During the eight years between Iraq’s formal declaration of war on September 22, 1980, and Iran’s acceptance of a cease-fire with effect on July 20, 1988, at the very least half a million and possibly twice as many troops were killed on both sides, at least half a million became permanent invalids, some 228 billion dollars were directly expended, and more than 400 billion dollars of damage (mostly to oil facilities, but also to cities) was inflicted, mostly by artillery barrages. Aside from that, the war was inconsequential: having won Iranian recognition of exclusive Iraqi sovereignty over the Shatt-el-Arab River (into which the Tigris and Euphrates combine, forming Iraq’s best outlet to the sea), in 1988 Saddam Hussein surrendered that gain when in need of Iran’s neutrality in anticipation of the 1991 Gulf War.When Saddam Hussein, president of Iraq, quite deliberately started the war, he miscalculated on two counts: first, in attacking a country greatly disorganized by revolution but also greatly energized by it-and whose regime could be consolidated only by a long “patriotic” war, as with all revolutionary regimes; and second, at the level of theater strategy, in launching a surprise invasion against a very large country whose strategic depth he was not even trying to penetrate. Had Iran been given ample warning, it would have mobilized its forces to defend its borderlands; that would have made the Iraqi invasion much more difficult, but in the process the bulk of Iranian forces might have been defeated, possibly forcing Iran to accept a cease-fire on Iraqi terms. As it was, the initial Iraqi offensive thrusts landed in the void, encountering only weak border units before reaching their logistical limits. At that point, Iran had only just started to mobilize in earnest.

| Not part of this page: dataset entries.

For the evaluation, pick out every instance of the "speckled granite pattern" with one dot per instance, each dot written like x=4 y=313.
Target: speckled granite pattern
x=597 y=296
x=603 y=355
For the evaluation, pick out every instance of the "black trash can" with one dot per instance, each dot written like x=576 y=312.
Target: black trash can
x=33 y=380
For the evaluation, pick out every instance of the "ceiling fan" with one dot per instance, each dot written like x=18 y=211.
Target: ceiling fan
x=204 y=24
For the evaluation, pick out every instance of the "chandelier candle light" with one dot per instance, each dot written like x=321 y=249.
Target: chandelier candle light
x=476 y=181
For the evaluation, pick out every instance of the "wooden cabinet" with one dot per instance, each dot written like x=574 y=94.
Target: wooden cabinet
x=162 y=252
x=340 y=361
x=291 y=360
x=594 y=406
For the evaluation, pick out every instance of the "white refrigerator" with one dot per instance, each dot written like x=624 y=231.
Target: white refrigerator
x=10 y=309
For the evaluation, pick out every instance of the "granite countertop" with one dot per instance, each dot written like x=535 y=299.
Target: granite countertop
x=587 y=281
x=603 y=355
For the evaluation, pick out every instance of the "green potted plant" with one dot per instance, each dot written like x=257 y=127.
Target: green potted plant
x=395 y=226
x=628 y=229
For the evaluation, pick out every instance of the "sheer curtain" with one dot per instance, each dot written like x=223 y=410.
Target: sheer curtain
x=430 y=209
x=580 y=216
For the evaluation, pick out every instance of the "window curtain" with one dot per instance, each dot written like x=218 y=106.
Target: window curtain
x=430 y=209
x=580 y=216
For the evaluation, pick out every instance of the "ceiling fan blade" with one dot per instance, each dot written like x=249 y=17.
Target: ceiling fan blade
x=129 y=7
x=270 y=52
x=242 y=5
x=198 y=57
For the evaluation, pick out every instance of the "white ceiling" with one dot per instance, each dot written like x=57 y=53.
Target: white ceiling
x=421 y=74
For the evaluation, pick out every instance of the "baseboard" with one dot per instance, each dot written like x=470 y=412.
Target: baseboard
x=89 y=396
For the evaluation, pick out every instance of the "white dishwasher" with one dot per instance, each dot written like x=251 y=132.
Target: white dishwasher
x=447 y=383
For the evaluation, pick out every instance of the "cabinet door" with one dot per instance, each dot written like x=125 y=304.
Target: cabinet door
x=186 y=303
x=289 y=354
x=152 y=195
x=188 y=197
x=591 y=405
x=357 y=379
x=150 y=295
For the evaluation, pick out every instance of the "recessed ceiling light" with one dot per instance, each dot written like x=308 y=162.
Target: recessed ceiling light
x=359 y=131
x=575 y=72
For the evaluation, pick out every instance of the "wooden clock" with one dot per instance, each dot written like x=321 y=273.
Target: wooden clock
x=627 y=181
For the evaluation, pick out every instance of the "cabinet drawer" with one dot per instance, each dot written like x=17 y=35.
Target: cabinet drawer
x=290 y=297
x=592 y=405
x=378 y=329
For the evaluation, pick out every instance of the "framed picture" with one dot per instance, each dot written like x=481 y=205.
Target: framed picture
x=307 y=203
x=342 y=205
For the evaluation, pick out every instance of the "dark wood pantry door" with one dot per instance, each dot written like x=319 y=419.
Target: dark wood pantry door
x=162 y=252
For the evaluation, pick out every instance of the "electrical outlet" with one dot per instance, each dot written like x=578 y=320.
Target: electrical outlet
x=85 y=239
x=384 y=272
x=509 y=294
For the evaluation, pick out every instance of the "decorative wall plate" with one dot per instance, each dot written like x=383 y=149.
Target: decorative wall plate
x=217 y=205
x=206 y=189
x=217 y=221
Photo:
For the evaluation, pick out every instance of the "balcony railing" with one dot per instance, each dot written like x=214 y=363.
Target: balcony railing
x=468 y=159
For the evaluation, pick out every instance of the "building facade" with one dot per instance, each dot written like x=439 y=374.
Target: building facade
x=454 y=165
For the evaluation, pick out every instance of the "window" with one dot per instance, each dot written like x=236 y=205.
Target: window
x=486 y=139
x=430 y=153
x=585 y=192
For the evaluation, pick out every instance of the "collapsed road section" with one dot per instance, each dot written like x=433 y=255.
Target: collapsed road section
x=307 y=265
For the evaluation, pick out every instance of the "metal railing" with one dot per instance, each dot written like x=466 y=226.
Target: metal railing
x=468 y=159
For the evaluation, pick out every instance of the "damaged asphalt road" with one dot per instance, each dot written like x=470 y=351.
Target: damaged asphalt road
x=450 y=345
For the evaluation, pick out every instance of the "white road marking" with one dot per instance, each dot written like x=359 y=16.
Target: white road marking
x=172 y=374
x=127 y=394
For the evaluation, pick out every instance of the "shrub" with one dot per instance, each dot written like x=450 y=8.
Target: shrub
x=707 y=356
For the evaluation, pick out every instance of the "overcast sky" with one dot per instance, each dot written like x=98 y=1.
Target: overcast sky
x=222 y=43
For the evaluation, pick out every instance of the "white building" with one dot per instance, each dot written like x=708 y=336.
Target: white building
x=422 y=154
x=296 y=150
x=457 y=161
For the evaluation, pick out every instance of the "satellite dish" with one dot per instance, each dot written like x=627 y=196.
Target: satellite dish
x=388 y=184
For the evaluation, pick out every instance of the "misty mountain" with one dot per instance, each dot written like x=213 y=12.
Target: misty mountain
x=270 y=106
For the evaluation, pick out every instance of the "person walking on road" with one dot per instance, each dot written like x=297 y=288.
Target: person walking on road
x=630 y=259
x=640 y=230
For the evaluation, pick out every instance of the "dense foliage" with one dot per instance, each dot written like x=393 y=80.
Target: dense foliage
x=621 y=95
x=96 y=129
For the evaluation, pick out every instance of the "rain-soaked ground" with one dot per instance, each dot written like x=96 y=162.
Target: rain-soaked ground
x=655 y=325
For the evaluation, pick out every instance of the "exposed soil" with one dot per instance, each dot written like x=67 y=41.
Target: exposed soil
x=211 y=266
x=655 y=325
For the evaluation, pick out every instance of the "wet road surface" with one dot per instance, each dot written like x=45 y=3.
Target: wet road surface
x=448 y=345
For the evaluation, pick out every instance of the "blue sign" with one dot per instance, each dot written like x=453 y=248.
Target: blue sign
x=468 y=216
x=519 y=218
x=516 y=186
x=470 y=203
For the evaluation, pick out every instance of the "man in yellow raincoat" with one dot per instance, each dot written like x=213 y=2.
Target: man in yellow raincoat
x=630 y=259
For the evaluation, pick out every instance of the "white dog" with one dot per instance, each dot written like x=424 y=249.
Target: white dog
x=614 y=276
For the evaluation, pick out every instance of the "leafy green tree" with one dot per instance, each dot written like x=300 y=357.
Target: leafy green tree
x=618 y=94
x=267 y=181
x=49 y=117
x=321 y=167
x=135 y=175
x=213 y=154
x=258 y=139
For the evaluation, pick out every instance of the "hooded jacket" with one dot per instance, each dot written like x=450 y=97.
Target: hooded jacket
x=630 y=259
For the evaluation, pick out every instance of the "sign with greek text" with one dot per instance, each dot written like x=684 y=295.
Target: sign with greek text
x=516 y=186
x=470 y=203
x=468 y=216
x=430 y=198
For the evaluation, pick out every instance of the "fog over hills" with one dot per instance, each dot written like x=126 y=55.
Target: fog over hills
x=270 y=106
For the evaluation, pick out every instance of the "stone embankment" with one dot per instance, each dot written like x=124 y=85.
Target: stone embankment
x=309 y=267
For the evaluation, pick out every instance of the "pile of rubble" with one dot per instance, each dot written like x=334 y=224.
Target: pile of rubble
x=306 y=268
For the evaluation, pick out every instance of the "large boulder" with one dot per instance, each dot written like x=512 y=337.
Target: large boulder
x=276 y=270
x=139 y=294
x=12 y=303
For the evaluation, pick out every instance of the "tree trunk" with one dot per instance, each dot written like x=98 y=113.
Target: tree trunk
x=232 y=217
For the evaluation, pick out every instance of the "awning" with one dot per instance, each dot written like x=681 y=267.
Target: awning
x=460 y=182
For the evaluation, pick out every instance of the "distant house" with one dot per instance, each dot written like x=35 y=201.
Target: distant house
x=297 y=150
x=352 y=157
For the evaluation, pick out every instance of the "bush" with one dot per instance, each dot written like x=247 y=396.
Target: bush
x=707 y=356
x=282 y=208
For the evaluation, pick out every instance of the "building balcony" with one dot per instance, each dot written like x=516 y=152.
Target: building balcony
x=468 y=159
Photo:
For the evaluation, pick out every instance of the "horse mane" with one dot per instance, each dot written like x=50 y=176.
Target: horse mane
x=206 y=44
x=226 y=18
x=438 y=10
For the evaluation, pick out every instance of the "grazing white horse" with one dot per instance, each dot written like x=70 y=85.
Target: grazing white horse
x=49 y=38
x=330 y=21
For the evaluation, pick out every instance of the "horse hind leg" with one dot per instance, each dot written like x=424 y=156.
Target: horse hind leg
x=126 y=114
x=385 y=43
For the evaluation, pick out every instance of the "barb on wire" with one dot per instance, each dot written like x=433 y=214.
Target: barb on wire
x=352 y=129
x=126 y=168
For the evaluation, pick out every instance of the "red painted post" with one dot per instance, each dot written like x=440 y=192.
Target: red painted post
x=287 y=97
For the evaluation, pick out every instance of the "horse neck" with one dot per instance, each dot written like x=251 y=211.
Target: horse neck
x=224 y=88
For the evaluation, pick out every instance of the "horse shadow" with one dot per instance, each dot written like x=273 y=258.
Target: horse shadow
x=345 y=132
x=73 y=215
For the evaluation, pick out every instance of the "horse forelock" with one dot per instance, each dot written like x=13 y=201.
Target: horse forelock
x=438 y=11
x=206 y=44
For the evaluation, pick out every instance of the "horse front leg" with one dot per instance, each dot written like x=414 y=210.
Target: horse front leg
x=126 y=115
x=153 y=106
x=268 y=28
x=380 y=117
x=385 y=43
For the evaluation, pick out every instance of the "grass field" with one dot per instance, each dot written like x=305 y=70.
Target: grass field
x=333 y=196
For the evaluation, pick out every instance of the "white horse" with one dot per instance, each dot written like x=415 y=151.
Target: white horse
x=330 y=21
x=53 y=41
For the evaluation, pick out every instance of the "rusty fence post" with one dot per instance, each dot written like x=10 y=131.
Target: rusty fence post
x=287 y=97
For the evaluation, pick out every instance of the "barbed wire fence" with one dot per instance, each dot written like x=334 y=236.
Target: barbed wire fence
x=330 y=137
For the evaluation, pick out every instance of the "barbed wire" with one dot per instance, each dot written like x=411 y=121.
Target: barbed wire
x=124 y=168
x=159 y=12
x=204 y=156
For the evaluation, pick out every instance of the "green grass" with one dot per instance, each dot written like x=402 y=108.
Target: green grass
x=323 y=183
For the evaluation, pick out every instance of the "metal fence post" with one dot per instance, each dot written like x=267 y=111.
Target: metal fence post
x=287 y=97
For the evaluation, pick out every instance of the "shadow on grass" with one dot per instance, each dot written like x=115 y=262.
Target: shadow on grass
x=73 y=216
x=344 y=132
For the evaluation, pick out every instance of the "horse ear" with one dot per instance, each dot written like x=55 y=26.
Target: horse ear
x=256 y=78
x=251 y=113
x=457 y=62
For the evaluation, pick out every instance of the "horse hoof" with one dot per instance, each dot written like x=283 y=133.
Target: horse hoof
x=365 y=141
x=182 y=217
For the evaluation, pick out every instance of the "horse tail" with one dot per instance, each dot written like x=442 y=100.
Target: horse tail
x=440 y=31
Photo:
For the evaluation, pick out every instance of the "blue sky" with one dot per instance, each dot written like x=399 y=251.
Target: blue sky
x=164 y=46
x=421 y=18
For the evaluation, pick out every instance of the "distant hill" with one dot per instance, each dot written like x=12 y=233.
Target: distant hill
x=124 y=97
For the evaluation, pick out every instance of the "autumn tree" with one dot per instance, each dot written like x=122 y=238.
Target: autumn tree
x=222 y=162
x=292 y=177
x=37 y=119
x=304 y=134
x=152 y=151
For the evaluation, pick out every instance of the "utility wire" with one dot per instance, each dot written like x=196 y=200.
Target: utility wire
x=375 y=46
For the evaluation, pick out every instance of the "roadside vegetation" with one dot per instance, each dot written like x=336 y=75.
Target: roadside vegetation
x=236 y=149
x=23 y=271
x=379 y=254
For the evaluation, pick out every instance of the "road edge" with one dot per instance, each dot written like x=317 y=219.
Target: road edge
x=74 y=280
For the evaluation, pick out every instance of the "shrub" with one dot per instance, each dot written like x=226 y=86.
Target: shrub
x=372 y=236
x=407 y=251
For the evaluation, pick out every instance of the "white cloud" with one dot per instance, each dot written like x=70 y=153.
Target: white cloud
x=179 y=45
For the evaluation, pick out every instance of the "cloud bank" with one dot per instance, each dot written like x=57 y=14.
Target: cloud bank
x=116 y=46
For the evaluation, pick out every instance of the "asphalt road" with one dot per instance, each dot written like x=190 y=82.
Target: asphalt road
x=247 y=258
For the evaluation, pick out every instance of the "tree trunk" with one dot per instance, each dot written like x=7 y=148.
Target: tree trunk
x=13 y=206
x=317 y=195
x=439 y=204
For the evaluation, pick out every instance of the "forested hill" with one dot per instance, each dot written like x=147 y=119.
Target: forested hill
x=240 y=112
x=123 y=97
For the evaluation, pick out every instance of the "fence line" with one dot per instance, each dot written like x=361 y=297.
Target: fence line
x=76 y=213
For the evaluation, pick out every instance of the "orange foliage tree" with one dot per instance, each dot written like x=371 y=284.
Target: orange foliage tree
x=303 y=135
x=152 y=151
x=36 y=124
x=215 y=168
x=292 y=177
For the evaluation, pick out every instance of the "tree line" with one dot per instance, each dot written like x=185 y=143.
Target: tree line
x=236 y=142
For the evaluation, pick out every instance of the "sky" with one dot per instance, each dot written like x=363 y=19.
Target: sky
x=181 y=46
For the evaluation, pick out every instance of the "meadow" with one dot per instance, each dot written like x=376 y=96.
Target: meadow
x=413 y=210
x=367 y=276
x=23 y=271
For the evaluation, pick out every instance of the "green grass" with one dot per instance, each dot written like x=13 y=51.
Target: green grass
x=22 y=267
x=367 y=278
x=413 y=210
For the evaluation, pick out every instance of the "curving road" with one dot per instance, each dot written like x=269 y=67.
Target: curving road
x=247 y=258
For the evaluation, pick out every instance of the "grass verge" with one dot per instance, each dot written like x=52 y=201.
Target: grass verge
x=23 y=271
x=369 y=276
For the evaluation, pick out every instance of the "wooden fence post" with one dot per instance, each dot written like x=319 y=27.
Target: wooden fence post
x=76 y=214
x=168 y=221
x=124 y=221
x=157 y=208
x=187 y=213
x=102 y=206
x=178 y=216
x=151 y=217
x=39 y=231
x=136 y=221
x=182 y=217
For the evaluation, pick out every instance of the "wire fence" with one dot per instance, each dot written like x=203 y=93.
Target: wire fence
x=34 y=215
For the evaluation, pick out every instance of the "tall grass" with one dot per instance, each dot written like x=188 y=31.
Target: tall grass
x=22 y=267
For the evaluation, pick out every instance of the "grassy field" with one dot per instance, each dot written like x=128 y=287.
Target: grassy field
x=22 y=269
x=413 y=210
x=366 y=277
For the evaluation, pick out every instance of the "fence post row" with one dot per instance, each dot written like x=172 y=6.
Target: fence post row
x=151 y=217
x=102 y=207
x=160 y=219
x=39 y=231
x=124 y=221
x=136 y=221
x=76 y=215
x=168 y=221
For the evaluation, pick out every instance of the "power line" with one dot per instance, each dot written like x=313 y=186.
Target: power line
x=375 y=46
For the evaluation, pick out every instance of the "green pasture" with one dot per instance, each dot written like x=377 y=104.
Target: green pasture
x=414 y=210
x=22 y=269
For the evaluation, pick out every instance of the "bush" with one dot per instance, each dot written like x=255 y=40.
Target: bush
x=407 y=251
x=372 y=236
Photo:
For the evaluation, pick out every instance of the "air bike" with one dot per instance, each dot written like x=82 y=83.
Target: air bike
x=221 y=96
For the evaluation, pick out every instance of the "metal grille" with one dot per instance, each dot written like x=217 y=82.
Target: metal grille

From then on, until the final months of the war eight years later, Iraq was forced on the strategic defensive, having to face periodic Iranian offensives on one sector or another, year after year. After losing most of his territorial gains by May 1982 (when Iran recaptured Khorramshahr), Saddam Hussein’s strategic response was to proclaim a unilateral cease-fire (June 10, 1982) while ordering Iraqi forces to withdraw to the border. But Iran rejected a cease-fire, demanding the removal of Saddam Hussein and compensation for war damage. Upon Iraq’s refusal, Iran launched an invasion into Iraqi territory (Operation Ramadan, on July 13, 1982) in the first of many attempts over the coming years to conquer Basra, Iraq’s second city and only real port.
But revolutionary Iran was very limited in its tactically offensive means. Cut off from U.S. supplies for its largely U.S.-equipped forces and deprived of the shah’s officer cadres who had been driven into exile, imprisoned, or killed, it never managed to reconstitute effective armored formations or its once large and modern air force. Iran’s army and Pasdaran revolutionary guards could mount only massed infantry attacks supported by increasingly strong artillery fire. They capitalized on Iran’s morale and population advantage (forty million versus Iraq’s thirteen million), but although foot infantry could breach Iraqi defense lines from time to time, if only by costly human-wave attacks, it could not penetrate deeply enough in the aftermath to achieve decisive results.